Father Jesus Mendoza Zaragoza has a privileged view of the bay of Acapulco. However, the location of his parish, St. Nicholas of Bari, is also a problem.
For seven years he has had to get used to the informants of the cartel that controls the area around his church (known as ‘falcones’).
Sometimes they carry weapons, take drugs in classrooms or try to observe the arrival of police or military to the neighbourhood from the top of the church.
And they also pay attention if the priest, 61, speaks out of turn in Mass.
“I’m scared, but sometimes I do not have time to be afraid,” Mendoza tells BBC Mundo.
Mendoza has been with this parish for two decades, which is located in a deprived area of an Acapulco health spa that has seen better times.

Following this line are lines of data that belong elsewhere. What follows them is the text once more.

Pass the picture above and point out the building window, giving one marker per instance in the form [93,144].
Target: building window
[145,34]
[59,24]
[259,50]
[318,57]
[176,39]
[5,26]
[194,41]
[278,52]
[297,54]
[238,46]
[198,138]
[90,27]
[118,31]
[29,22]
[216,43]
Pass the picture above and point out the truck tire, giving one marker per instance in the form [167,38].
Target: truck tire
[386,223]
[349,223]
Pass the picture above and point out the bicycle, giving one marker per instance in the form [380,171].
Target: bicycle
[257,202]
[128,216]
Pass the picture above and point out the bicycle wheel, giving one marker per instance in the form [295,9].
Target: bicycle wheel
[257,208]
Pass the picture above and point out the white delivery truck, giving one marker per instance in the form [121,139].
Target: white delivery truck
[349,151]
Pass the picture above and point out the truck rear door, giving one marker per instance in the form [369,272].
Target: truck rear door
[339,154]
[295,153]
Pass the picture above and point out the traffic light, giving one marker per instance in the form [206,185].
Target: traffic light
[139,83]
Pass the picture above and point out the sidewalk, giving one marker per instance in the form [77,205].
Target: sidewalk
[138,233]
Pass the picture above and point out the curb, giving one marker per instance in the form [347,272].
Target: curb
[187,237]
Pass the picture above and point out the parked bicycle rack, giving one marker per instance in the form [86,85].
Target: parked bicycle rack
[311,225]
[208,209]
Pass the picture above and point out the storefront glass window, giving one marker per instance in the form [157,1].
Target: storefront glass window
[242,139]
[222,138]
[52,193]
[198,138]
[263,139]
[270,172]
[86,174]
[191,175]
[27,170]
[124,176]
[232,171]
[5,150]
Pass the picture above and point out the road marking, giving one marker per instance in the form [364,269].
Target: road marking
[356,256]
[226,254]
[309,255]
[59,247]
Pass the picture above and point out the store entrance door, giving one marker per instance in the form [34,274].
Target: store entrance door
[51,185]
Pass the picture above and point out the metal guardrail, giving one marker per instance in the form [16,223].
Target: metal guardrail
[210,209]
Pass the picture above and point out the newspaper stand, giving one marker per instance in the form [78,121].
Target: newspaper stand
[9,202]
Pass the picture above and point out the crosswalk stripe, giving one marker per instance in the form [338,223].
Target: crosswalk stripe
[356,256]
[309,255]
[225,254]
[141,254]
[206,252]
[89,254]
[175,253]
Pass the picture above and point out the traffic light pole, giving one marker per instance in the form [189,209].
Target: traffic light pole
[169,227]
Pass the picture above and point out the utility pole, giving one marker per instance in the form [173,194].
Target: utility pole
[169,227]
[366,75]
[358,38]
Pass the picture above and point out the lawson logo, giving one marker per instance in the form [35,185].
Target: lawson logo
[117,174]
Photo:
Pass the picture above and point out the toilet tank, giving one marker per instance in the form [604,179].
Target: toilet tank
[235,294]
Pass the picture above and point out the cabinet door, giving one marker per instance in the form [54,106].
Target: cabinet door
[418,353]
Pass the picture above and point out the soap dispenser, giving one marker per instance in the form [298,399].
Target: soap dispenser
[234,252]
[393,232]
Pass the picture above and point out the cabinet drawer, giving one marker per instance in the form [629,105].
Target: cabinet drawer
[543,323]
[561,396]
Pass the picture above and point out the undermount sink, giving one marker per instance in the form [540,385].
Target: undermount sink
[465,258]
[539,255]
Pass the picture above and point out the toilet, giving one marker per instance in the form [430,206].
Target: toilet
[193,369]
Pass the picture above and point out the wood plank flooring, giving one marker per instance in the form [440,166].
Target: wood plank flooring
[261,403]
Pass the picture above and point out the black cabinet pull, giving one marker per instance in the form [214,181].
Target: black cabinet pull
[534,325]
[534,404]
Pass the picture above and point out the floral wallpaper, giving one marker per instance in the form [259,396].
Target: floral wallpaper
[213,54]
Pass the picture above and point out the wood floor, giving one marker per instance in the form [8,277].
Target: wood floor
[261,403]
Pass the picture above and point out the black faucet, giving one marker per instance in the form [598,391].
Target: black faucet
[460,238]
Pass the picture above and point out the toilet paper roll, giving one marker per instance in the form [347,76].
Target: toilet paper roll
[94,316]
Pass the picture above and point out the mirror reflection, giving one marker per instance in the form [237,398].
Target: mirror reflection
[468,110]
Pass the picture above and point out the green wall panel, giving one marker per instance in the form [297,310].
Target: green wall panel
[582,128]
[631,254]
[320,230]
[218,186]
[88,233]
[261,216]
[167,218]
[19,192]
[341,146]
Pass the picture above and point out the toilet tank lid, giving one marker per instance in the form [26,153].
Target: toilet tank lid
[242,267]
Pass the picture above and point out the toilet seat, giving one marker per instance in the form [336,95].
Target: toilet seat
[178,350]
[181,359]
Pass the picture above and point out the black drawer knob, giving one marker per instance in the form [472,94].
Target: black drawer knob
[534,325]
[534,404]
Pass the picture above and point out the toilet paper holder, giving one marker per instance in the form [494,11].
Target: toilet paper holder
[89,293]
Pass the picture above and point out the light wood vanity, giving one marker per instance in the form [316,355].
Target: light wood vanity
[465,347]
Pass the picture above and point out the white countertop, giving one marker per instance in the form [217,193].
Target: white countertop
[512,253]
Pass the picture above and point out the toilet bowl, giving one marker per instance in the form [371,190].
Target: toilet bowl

He said that he has had to put security measures in place and that he has to take care in what he says to avoid being targeted.
Mass of priest attacks
Considered the most violent city in Mexico, and fourth in the world, Acapulco is located in the troubled state of Guerrero, the largest area of poppy cultivation in the country and one of the main trafficking routes.
Pope Francisco, currently on an official visit to Mexico, will travel to one of the most dangerous places for the priesthood, where there are church members who need bodyguards and others who have officiated Mass wearing bulletproof vests.
In the three years during the office of current President Enrique Peña Nieto, 15 attacks (13 murders and two disappeared) have been recorded, with the most recent cases reported in Guerrero state. During the presidency of Felipe Calderón (2006-2012) there were 25 recorded murders.
Last year, two priests were killed. The body of Jesus Pliego Erasmo was found in November partially burnt in Puebla and with signs of torture, while Francisco Javier Gutierrez was shot in the head in the state of Guanajuato in April.
Michoacán, where the Pope visited on Tuesday, is the third state with the highest number of attacks, with eight recorded.
In total, since 1990, 52 assaults have been reported against priests, seminarians, sacristans, a deacon, a cardinal and a Catholic journalist, and more than 3,000 Catholic churches have been desecrated in the past decade.
However, it is not considered that it is religious persecution, but rather a reflection of insecurity that runs through the country.
“A matter of time”
A decade ago Hugo Valdemar was asked why the drug traffickers didn’t interfere with priests.
His answer was, “it’s a matter of time, there will come a time that they will not respect anyone because that’s the evil mentality of criminals,” says the spokesman for the Archdiocese of Mexico in an interview with BBC Mundo.
“It is worrying because we no longer see those limits of not going near priests in which organized crime previously had.”
On Tuesday, Pope Francisco urged religious Mexicans to not resign themselves to violence, drug trafficking and corruption, in a Mass celebrated in Michoacán.
“What temptation can come in environments often dominated by violence, corruption, drug trafficking?” asked the pope in a festive Mass before thousands of worshipers.
“Faced with this reality we can beat one of the favourite weapons of the devil: resignation,” he said.